Breno Mello: El “Orfeo negro” de Marcel Camus
Hace poco saltó a los diarios la noticia de la “triste muerte” (éste es el término que empleaban en el artículo de El País del 18 de julio) de Breno Mello, protagonista de Orfeo Negro, la famosa película de Marcel Camus, ganadora de la Palma de Oro del Festival de Cannes de 1959 y de un Oscar en 1960. El término me resulta algo chocante. No sé si podemos calificar su muerte de triste o alegre, aunque sí fue, desde luego, solitaria, ya que su cadáver tardó varios días en ser encontrado. Breno Mello, viniendo de un ambiente extremadamente humilde, lo tuvo un día todo: éxito, dinero, mujeres, amigos famosos, pero fue perdiendo todo lo que había ganado, dilapidando alegremente todos esos capitales, para terminar viviendo en una pobre casucha con la pensión mínima del gobierno brasileño. No sé si él estaría triste por ello (quizás estarían más tristes o pudo hacer más infelices a su mujer y a sus hijos, que soportaron sus escapadas y no tuvieron el dinero necesario para llevar una existencia mejor), o si Breno pensaría que en su vida disfrutó de todo mientras estaba a su alcance y que lo importante para él fue el hecho mismo de tener la posibilidad de disfrutarlo.
No podemos saberlo con certeza. Pero aparte de la vida extraordinaria, en muchos sentidos, de Mello, su papel en el film Orfeo Negro ya justificaría su ingreso en la memoria del arte.
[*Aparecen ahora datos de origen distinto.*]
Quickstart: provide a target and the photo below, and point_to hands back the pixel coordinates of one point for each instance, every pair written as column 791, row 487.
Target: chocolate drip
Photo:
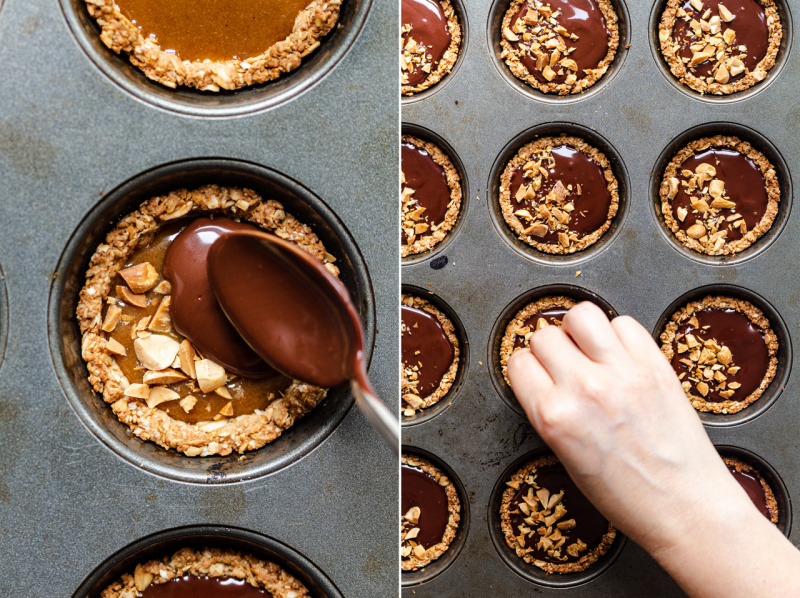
column 214, row 30
column 734, row 330
column 749, row 22
column 195, row 312
column 580, row 17
column 424, row 342
column 752, row 485
column 190, row 586
column 429, row 27
column 419, row 489
column 590, row 525
column 429, row 183
column 572, row 167
column 744, row 184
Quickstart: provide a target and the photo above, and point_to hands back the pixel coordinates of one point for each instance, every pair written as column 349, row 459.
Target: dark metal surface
column 69, row 135
column 638, row 116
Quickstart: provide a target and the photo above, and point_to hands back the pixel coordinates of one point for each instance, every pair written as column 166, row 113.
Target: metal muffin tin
column 83, row 138
column 638, row 116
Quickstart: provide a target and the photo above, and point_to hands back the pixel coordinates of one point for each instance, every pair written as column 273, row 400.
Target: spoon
column 296, row 316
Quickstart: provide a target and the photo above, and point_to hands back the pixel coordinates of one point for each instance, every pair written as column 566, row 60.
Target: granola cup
column 209, row 562
column 120, row 35
column 220, row 436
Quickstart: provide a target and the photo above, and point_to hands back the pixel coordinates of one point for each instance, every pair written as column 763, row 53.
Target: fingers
column 529, row 380
column 589, row 327
column 557, row 353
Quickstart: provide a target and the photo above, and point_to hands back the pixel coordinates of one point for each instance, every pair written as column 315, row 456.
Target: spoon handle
column 377, row 413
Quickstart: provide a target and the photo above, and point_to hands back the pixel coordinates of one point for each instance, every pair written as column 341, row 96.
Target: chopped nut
column 210, row 375
column 140, row 278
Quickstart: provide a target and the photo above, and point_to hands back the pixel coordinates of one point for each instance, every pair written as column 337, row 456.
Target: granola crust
column 242, row 433
column 679, row 70
column 428, row 242
column 580, row 85
column 211, row 562
column 510, row 336
column 521, row 157
column 412, row 562
column 756, row 316
column 747, row 150
column 449, row 377
column 120, row 35
column 585, row 561
column 769, row 495
column 449, row 57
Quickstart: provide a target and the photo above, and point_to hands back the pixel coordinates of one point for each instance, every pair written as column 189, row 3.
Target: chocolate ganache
column 426, row 348
column 190, row 586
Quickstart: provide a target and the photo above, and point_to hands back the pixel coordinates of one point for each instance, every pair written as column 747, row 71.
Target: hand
column 605, row 399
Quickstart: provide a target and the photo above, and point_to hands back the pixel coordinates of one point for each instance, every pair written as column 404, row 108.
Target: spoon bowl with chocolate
column 310, row 330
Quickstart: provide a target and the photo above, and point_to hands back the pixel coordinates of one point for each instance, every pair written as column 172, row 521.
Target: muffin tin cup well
column 169, row 541
column 776, row 387
column 412, row 579
column 442, row 404
column 772, row 478
column 461, row 14
column 780, row 60
column 531, row 572
column 553, row 130
column 64, row 336
column 499, row 330
column 427, row 135
column 494, row 35
column 185, row 100
column 760, row 143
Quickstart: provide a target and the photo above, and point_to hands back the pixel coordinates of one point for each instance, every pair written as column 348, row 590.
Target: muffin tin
column 638, row 118
column 78, row 149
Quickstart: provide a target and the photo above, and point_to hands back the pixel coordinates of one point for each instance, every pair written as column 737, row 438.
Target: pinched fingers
column 590, row 329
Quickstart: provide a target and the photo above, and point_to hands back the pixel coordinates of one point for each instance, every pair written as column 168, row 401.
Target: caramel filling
column 214, row 30
column 246, row 395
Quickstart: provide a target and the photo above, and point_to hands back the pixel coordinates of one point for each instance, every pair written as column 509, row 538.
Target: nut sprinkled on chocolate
column 720, row 47
column 719, row 195
column 560, row 46
column 723, row 351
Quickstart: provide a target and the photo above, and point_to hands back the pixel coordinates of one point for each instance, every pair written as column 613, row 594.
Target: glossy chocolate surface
column 734, row 330
column 211, row 29
column 580, row 17
column 590, row 526
column 553, row 316
column 752, row 485
column 749, row 22
column 190, row 586
column 429, row 27
column 418, row 489
column 288, row 307
column 429, row 183
column 572, row 167
column 195, row 311
column 426, row 346
column 744, row 185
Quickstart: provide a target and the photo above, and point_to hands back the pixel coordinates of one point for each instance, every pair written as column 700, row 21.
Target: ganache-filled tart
column 559, row 194
column 430, row 41
column 560, row 46
column 549, row 523
column 430, row 195
column 724, row 352
column 719, row 195
column 720, row 47
column 191, row 573
column 430, row 354
column 430, row 512
column 157, row 345
column 213, row 45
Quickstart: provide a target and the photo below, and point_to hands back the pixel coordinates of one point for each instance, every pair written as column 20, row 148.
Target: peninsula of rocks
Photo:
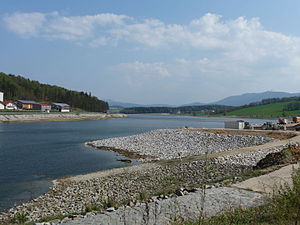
column 168, row 188
column 36, row 117
column 177, row 143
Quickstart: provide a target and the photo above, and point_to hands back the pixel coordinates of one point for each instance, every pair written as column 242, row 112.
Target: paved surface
column 270, row 182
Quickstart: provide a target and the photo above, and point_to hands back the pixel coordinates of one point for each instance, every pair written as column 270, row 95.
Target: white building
column 2, row 106
column 235, row 124
column 10, row 105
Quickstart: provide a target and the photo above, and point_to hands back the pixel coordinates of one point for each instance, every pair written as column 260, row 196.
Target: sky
column 154, row 52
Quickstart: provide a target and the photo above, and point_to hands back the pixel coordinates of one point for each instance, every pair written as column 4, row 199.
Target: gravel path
column 187, row 207
column 177, row 143
column 56, row 117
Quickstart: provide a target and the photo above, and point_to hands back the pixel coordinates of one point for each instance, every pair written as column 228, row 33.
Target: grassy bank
column 269, row 110
column 282, row 208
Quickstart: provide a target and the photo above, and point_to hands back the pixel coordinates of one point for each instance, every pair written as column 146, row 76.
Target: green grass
column 270, row 110
column 282, row 209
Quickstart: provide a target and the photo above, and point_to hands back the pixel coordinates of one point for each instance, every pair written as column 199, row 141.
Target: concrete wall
column 234, row 125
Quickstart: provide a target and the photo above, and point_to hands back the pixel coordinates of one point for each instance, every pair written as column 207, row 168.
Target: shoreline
column 207, row 116
column 56, row 117
column 72, row 194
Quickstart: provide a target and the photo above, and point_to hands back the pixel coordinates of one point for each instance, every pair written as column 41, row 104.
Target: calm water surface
column 33, row 154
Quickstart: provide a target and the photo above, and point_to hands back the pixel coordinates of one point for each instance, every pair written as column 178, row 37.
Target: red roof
column 6, row 102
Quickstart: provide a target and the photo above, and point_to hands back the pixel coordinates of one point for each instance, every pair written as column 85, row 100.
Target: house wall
column 11, row 106
column 27, row 106
column 234, row 125
column 45, row 108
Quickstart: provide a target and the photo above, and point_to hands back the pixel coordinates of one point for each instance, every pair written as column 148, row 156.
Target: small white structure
column 2, row 106
column 235, row 124
column 10, row 105
column 61, row 107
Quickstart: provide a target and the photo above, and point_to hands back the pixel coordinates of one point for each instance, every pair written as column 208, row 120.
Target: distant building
column 45, row 107
column 296, row 119
column 2, row 106
column 10, row 105
column 62, row 107
column 27, row 104
column 240, row 124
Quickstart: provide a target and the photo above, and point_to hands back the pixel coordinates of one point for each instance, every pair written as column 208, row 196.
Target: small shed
column 240, row 124
column 45, row 107
column 27, row 104
column 10, row 105
column 296, row 119
column 2, row 106
column 62, row 107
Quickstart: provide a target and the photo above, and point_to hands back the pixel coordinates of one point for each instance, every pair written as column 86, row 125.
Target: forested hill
column 17, row 87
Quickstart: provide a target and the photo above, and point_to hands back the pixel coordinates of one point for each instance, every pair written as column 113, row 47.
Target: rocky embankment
column 26, row 117
column 124, row 194
column 177, row 143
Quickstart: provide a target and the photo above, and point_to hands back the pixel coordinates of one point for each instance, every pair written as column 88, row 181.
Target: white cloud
column 25, row 24
column 137, row 73
column 239, row 50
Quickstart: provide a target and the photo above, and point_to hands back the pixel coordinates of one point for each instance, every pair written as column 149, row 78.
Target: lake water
column 33, row 154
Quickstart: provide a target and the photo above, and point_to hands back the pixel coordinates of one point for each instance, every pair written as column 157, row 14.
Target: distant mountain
column 196, row 104
column 237, row 100
column 121, row 104
column 247, row 98
column 131, row 105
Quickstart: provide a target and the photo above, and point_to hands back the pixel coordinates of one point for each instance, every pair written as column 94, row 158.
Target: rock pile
column 127, row 185
column 56, row 116
column 177, row 143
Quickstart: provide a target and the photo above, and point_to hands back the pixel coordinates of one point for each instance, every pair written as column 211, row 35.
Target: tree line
column 18, row 87
column 208, row 109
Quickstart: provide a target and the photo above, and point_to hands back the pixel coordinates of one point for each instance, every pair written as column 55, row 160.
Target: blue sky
column 172, row 52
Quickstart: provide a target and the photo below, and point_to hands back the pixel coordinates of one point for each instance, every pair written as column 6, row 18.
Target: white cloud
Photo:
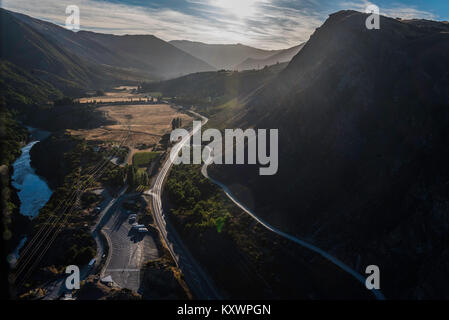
column 395, row 10
column 257, row 22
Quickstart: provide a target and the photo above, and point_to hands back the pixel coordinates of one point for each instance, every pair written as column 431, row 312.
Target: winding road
column 194, row 271
column 198, row 280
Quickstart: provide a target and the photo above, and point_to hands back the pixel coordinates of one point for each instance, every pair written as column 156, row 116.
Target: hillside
column 222, row 56
column 18, row 87
column 212, row 89
column 280, row 57
column 363, row 132
column 73, row 61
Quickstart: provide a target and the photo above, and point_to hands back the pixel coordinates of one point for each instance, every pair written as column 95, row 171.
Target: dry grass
column 147, row 124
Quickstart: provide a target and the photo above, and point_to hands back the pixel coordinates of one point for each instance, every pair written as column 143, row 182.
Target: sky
column 268, row 24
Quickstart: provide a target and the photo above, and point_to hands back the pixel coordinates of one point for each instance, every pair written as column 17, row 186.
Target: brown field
column 119, row 94
column 147, row 124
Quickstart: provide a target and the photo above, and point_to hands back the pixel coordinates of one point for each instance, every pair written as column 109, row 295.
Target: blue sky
column 270, row 24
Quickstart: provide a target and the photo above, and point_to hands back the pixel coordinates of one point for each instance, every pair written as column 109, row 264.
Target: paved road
column 128, row 251
column 196, row 278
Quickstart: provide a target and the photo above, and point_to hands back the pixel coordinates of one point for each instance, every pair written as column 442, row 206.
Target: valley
column 361, row 119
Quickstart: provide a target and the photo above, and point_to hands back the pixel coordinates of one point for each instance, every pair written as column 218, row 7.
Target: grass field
column 143, row 159
column 147, row 124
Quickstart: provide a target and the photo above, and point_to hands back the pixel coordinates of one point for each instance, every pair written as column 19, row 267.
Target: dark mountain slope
column 282, row 56
column 363, row 119
column 18, row 87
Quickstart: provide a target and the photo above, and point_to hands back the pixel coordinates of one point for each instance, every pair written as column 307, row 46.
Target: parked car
column 143, row 230
column 92, row 263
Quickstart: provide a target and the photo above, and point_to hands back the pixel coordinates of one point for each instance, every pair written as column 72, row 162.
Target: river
column 33, row 191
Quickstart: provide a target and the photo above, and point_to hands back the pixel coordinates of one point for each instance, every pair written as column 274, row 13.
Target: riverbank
column 31, row 190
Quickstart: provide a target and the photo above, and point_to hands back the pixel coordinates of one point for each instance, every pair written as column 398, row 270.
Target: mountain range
column 235, row 56
column 75, row 61
column 363, row 133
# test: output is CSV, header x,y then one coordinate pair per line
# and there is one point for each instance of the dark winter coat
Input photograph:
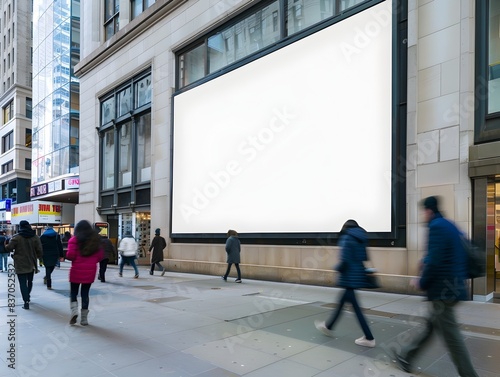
x,y
233,249
27,250
444,267
157,246
351,268
52,247
3,250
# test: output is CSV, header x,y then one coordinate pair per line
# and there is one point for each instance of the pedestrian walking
x,y
27,251
4,253
233,249
84,251
443,278
157,247
52,253
109,252
128,251
352,275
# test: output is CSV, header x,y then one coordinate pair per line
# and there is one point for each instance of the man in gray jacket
x,y
27,250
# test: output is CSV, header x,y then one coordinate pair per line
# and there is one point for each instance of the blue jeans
x,y
84,293
130,260
25,285
442,319
3,261
350,296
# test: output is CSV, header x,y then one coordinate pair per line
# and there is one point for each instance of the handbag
x,y
371,280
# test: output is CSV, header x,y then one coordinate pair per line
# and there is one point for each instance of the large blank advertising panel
x,y
297,141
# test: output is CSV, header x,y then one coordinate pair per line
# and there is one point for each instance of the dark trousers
x,y
48,275
103,265
442,319
160,267
25,285
350,296
84,293
237,265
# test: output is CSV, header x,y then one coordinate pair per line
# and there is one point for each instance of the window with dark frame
x,y
8,142
111,18
126,135
7,167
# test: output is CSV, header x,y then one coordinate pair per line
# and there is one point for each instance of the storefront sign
x,y
37,212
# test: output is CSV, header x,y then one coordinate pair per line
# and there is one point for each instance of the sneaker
x,y
321,326
365,342
402,363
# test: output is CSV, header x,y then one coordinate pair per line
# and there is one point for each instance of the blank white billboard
x,y
297,141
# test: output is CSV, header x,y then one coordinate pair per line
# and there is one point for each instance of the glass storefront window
x,y
143,91
494,58
192,65
108,160
143,173
304,13
125,155
124,101
108,110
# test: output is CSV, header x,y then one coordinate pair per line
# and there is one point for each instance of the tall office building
x,y
15,101
284,118
56,104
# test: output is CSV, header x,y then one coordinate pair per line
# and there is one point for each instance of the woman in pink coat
x,y
85,252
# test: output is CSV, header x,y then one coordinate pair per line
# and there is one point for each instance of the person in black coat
x,y
156,251
233,249
352,243
109,252
52,253
443,278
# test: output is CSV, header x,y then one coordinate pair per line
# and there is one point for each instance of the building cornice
x,y
129,32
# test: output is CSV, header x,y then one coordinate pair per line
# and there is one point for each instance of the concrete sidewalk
x,y
196,325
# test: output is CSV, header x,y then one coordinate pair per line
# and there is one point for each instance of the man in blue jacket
x,y
443,278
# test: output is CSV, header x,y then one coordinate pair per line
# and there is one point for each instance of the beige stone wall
x,y
440,83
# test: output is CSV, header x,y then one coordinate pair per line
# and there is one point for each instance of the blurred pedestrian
x,y
52,253
27,251
109,252
4,253
128,251
444,271
352,275
84,251
233,249
157,246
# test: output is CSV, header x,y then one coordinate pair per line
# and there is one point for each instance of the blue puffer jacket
x,y
352,255
444,270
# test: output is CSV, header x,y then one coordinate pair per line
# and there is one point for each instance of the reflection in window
x,y
125,101
494,58
143,91
138,6
125,155
108,160
144,148
192,65
108,110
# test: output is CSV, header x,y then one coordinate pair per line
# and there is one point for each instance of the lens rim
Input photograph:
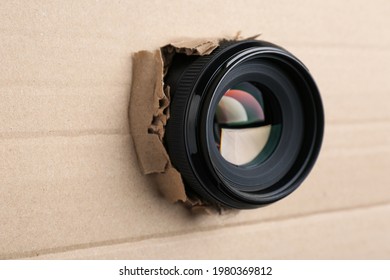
x,y
187,133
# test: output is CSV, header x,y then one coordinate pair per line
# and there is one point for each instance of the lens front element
x,y
244,129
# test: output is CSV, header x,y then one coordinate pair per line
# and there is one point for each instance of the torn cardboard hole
x,y
149,112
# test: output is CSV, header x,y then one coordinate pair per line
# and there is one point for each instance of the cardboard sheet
x,y
149,112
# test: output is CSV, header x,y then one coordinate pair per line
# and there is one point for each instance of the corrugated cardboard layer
x,y
321,236
68,172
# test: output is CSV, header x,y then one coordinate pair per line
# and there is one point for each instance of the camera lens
x,y
244,129
246,123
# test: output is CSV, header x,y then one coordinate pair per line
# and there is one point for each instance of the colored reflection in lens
x,y
242,130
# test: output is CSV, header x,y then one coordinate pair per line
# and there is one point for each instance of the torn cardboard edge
x,y
149,112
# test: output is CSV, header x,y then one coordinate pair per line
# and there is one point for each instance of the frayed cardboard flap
x,y
149,112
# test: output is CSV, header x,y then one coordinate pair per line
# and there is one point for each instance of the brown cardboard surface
x,y
149,112
69,176
338,231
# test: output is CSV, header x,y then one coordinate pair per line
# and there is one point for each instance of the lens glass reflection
x,y
245,127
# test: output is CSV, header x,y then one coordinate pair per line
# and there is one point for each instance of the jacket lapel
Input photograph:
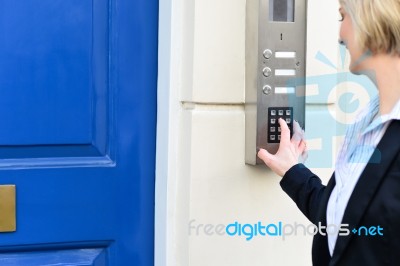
x,y
320,249
372,176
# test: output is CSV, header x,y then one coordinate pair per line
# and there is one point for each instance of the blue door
x,y
77,130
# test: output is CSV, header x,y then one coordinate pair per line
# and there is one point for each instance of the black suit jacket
x,y
374,201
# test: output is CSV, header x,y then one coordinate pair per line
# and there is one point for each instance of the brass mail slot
x,y
7,208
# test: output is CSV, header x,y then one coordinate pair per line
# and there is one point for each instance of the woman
x,y
363,194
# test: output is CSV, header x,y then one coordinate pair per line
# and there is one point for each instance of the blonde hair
x,y
376,24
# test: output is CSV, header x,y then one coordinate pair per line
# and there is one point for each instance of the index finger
x,y
285,131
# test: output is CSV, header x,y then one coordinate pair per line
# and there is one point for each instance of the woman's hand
x,y
290,152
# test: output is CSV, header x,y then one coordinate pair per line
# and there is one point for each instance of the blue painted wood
x,y
78,257
78,115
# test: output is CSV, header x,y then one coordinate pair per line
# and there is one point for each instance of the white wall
x,y
201,175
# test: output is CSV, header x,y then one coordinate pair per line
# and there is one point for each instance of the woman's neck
x,y
386,76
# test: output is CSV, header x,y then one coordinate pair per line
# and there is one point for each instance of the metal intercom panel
x,y
281,66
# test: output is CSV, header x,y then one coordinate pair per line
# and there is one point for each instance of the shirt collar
x,y
373,110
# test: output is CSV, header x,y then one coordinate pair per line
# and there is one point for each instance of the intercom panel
x,y
280,80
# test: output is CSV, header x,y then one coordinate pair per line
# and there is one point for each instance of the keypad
x,y
274,129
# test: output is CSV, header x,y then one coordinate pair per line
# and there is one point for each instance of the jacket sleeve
x,y
305,189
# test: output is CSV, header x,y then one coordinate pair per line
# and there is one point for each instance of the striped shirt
x,y
360,141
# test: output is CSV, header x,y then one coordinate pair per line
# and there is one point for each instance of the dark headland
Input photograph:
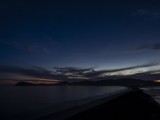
x,y
134,105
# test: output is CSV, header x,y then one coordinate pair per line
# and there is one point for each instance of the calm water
x,y
28,102
154,92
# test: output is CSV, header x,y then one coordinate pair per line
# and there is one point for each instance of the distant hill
x,y
130,82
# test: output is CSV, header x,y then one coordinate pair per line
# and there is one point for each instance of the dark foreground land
x,y
134,105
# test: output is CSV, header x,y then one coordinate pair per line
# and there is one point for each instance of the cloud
x,y
71,73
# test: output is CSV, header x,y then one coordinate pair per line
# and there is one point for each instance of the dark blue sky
x,y
99,34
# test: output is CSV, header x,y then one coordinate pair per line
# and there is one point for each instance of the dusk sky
x,y
70,40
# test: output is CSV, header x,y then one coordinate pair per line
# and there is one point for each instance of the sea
x,y
154,92
29,102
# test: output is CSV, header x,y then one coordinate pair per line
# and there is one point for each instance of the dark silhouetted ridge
x,y
134,105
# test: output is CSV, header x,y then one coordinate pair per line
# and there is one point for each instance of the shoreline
x,y
66,113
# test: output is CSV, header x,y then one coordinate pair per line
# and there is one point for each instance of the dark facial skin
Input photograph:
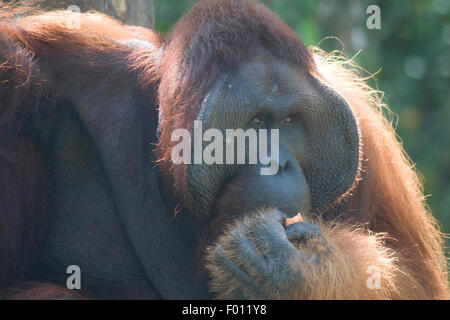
x,y
318,141
319,150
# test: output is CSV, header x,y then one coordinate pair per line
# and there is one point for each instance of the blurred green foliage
x,y
412,53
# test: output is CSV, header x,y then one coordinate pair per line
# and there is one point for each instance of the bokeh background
x,y
411,53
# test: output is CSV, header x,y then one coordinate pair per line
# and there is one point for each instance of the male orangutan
x,y
87,179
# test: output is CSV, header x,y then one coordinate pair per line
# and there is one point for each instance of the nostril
x,y
303,232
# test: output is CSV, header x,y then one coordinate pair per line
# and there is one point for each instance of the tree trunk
x,y
133,12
Vi la película por primera vez en televisión hace casi 20 años, creo que en aquel programa de La 2 llamado Cine Club y (yo era muy joven) aquel film me impresionó mucho y fue el acicate para que empezara a ver las películas de todos los grandes maestros de la Nouvelle Vague (aunque Camus no perteneciera nunca a esa corriente artística, ya que fue algo anterior). Camus actualizó en aquella película, desgraciadamente algo olvidada y que, después de volver a verla, sigue igual de fresca y emocionante, el mito clásico de Orfeo y Eurídice. Su versión, plena de valores artísticos y éticos, como su visión, en mi opinión, bastante libre de prejuicios de los barrios negros y pobres de Río, se inspiró en la obra “Orfeo da Conceiçao” de Vinicius de Moraes, conocido por su música, pero que en realidad fue el gran pope de un tipo de literatura brasileña a mediados del siglo XX. Esta película supuso, además, la introducción de la samba y la bossa nova en Europa y en todo el mundo. A partir de ese momento, los nombres de Antonio Carlos Jobim, Luiz Bonfa o Vinicius de Moraes se hicieron famosos y pasearon la música brasileña por todos los escenarios.
En este vídeo se resumen algunos de los momentos más destacados del film:
Uno de los aspectos que más me impresionan de esta película es la capacidad de Camus para extraer la expresividad natural de actores no profesionales, como el propio Mello, y de todos los extras que proporcionan el verdadero ambiente al film. Por otro lado, la ciudad de Río se convierte en un personaje más, presente con su Carnaval luminoso y sus barrios ricos y pobres, hermanados en un continuo de baile y música. Toda la alegría del carnaval está, sin embargo, embebida de una gran tristeza (como nos muestra uno de los temas más famosos “A felicidade”) y de la presencia de la muerte, que alcanzará al final a Eurídice y Orfeo. Una historia de amor eterno perseguido por la muerte implacable, imbuida de una atmósfera de una melancolía de extrema belleza.